Teenage Kevin is played with a vicious intensity by Ezra Miller, who, despite a few ham-handed scenes, conquers the role with the furious joy of a psychotic. Since before his eighth birthday, he has played his father for a fool, while testing the limits of his mother's love. This calculated game is cunning and terrifying, playing on real fears parents have about their offspring. How could anyone hate his or her child? This question hovers constantly in the periphery of the film, which methodically deconstructs the idea that a parent's love is unconditional.

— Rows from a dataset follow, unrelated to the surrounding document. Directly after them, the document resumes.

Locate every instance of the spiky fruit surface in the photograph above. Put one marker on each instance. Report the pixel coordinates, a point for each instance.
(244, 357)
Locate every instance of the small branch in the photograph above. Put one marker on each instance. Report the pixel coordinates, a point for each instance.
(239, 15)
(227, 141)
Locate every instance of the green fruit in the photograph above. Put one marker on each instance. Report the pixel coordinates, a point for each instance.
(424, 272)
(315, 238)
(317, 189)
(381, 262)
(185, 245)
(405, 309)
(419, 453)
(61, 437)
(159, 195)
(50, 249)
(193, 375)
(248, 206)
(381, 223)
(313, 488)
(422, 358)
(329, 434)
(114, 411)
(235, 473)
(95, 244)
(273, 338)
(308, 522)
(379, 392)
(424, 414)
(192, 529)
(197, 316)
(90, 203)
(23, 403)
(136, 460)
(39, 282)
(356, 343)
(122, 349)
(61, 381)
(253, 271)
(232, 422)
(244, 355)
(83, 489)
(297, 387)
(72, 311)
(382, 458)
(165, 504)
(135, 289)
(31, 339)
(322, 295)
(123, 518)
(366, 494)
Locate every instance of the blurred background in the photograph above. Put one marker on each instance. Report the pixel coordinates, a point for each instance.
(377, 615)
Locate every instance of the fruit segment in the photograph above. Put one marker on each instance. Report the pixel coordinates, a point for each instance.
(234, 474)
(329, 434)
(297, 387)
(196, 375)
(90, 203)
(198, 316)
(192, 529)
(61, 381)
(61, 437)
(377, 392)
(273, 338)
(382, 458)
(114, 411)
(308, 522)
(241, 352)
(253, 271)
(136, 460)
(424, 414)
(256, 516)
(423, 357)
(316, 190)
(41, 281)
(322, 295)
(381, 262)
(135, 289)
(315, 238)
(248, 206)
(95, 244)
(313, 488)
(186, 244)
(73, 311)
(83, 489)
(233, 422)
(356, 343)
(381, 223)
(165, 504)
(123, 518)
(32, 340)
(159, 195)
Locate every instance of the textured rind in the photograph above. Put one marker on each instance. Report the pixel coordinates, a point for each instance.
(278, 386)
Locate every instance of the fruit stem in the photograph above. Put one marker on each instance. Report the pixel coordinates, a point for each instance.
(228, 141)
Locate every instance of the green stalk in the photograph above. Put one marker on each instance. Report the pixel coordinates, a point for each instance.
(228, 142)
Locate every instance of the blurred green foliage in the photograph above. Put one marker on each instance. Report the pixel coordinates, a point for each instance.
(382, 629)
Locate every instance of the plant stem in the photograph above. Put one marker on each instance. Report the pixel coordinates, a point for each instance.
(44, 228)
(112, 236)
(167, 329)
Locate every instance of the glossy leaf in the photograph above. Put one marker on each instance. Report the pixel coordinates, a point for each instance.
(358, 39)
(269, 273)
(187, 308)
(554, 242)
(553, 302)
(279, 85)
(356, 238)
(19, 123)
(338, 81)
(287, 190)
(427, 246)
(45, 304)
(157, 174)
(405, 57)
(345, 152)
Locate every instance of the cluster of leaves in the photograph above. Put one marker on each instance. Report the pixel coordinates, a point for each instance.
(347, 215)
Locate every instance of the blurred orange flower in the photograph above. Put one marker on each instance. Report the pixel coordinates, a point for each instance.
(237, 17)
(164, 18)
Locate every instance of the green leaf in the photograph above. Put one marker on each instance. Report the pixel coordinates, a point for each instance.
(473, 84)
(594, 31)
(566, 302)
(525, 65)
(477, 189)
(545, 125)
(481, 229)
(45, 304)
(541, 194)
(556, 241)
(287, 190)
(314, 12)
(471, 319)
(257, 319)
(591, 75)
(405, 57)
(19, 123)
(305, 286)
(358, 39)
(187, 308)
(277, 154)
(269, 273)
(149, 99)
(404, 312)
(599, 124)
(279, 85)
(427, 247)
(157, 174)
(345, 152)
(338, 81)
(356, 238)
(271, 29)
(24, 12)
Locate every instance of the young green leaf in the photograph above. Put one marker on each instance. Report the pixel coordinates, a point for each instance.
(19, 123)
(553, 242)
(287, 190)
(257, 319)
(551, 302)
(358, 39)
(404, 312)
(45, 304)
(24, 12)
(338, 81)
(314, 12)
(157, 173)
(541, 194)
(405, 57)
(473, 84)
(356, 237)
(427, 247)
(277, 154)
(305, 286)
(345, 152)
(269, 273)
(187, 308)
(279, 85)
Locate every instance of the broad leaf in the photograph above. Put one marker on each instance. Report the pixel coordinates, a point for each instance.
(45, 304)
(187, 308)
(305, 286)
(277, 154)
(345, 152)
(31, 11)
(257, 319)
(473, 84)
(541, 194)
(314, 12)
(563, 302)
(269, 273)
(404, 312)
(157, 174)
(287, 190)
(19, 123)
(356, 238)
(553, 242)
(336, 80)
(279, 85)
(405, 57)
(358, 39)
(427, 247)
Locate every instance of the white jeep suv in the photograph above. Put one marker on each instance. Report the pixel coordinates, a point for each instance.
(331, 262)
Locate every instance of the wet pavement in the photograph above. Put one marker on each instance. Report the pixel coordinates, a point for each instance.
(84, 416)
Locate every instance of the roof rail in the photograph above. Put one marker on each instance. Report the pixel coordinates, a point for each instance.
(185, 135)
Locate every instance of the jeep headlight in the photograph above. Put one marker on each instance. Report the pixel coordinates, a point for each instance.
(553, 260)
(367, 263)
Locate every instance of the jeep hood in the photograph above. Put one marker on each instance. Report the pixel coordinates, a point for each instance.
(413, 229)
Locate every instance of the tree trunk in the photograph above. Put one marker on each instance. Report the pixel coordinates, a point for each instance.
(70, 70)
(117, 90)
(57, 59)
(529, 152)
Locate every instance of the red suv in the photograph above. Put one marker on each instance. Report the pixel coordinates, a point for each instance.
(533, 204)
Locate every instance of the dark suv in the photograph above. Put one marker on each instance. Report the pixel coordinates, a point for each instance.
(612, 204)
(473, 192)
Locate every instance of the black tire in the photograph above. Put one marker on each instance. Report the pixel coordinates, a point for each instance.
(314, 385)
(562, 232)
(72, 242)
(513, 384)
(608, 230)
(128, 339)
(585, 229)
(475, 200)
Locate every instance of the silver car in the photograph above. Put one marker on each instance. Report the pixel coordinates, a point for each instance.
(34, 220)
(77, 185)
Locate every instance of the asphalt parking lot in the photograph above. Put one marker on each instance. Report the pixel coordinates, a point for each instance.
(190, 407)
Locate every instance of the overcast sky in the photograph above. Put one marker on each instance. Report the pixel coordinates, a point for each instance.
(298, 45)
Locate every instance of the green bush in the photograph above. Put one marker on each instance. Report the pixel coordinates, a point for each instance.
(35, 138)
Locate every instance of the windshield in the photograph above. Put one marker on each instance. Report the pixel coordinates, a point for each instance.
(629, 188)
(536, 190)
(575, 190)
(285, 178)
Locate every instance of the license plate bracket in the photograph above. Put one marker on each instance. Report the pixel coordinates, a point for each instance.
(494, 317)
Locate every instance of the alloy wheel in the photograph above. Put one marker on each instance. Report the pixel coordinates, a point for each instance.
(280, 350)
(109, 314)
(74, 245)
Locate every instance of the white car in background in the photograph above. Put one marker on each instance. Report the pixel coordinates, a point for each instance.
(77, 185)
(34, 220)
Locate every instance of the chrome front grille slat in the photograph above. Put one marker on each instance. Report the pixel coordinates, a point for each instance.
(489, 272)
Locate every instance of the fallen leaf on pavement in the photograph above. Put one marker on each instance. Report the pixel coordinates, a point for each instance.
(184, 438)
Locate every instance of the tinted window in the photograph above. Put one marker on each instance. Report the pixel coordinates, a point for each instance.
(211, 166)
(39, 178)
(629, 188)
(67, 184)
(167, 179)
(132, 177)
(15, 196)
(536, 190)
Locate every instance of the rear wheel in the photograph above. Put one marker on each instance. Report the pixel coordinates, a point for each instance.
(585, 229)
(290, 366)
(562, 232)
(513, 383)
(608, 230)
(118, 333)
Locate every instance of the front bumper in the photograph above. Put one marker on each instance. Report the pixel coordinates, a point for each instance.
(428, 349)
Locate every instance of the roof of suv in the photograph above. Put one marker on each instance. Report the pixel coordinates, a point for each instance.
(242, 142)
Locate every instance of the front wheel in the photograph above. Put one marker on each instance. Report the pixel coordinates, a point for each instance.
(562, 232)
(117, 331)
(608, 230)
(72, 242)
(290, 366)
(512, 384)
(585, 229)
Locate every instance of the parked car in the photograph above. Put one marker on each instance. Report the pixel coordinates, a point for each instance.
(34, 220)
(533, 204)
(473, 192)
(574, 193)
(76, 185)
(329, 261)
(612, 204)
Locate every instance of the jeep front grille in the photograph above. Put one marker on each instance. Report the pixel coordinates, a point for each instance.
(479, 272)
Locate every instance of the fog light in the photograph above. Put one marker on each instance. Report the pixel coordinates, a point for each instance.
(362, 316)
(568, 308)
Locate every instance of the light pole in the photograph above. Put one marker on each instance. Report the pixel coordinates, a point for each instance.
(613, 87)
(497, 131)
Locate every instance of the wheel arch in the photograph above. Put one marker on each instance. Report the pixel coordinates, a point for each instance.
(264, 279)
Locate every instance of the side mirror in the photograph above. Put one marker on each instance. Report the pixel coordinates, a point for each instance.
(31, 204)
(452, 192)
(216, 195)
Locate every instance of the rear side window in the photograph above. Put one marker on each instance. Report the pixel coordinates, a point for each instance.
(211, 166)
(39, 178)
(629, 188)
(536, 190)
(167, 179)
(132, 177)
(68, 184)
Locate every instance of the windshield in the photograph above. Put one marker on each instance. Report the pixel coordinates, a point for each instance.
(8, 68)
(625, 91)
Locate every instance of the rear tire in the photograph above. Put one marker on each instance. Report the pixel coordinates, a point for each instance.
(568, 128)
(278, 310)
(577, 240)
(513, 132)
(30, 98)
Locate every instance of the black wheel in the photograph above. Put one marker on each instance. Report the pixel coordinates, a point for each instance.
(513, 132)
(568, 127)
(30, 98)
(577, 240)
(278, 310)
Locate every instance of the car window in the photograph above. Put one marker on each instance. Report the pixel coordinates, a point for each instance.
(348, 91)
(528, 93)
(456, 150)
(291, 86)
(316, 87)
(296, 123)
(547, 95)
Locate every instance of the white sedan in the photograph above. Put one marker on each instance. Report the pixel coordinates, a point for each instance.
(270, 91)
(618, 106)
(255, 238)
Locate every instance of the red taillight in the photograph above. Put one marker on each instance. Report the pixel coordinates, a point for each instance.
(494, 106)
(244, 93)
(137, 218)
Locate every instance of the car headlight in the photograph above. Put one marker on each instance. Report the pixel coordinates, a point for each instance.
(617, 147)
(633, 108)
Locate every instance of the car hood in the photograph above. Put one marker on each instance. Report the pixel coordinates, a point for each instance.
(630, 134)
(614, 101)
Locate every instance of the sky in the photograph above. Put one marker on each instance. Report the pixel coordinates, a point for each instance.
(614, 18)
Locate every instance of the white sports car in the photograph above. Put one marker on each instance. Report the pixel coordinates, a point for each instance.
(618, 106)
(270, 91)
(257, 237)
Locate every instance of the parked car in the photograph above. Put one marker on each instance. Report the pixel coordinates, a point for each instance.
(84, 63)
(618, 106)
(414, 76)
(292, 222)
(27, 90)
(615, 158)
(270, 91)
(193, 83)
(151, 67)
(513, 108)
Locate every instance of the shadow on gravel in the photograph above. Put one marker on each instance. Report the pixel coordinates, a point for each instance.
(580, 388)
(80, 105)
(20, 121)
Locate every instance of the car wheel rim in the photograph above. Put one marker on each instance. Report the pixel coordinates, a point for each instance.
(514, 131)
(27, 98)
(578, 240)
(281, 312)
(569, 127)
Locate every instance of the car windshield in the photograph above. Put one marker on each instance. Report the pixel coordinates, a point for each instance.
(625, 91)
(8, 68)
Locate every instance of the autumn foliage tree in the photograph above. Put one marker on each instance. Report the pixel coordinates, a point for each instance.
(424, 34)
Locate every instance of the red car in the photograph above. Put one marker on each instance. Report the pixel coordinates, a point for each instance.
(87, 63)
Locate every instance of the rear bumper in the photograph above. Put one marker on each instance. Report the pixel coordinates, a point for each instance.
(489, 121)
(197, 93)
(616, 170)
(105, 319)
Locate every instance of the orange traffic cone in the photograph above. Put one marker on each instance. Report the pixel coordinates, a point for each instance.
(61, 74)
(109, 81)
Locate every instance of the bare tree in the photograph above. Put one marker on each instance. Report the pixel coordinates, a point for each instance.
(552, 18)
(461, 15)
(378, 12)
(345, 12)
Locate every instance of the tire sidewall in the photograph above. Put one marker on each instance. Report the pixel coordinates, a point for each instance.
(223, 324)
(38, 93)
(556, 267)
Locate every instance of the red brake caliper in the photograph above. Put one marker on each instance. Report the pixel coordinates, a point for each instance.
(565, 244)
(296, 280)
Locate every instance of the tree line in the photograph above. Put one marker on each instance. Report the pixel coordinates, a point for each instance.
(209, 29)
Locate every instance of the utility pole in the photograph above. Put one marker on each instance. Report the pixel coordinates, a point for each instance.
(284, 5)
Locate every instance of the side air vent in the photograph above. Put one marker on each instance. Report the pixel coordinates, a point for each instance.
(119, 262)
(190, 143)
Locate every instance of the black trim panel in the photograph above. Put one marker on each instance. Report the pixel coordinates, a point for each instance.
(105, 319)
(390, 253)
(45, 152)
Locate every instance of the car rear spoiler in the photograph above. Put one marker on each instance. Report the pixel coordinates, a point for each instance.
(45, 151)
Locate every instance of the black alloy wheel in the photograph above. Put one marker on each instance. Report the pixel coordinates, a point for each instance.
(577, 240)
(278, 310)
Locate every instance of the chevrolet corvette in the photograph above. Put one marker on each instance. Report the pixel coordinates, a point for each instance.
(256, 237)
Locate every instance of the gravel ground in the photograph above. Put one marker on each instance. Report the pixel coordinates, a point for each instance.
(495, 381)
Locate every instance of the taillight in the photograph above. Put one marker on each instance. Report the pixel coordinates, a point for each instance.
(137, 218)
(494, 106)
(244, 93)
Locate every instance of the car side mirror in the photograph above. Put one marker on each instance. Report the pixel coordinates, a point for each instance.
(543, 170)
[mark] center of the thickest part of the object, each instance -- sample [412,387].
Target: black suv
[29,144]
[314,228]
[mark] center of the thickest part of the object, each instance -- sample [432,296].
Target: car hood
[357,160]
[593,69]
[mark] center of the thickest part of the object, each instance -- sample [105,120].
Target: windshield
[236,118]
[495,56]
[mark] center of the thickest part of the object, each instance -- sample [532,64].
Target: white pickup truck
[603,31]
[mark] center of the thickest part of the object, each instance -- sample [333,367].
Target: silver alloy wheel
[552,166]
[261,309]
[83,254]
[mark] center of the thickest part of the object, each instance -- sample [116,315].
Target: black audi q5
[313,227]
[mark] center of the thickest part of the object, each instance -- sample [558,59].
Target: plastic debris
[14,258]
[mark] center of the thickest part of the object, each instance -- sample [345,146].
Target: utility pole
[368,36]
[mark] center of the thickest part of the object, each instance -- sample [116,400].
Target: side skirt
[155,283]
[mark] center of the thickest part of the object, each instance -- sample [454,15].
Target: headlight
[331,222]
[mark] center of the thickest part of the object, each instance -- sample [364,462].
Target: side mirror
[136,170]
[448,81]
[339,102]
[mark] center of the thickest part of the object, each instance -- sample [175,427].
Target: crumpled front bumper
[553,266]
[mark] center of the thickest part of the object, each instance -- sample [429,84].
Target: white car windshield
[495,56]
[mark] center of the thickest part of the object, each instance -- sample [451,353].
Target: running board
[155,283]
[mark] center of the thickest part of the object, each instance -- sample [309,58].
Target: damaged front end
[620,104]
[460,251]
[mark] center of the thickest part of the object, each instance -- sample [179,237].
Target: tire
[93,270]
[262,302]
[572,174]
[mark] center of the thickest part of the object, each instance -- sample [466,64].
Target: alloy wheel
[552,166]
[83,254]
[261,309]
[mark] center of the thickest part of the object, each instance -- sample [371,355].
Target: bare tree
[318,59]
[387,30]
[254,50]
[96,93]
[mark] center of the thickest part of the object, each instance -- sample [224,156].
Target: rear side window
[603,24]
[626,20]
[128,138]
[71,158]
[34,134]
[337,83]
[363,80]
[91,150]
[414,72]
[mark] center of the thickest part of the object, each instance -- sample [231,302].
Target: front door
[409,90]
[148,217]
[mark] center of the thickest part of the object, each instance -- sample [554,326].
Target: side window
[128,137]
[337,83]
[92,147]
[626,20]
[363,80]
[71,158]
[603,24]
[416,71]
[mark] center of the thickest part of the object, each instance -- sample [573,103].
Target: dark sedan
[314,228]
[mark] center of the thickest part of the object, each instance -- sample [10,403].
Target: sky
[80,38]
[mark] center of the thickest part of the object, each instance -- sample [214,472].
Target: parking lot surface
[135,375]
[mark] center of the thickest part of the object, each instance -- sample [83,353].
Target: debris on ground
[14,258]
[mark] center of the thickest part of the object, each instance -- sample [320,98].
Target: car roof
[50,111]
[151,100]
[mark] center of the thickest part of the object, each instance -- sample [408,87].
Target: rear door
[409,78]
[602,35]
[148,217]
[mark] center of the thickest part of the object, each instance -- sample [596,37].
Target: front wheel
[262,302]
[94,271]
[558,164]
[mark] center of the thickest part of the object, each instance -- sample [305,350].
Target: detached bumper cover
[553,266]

Cinematographer Seamus McGarvey uses subtle framing techniques and deliberately long shots, coupled with Jonny Greenwood's haunting score to accentuate the film's menacing tone. In a key scene, suspense is built to an unnerving edge as Eva is invited by the linen drapes of her living room to look out her window. The only audible noise is that of the sprinklers outside. Slowly Greenwood's score comes in as we see Eva's reaction to what she's seen. The reveal is made all the more astonishing by the film's elegant production.
Kevin remains an extreme example of the hubris of youth. We all experience the humbling realization we're just like everyone else, but Kevin's moment of clarity comes at a huge price. In the end, We Need to Talk About Kevin leaves the audience to ponder who is to blame without convicting anyone, while convicting everyone.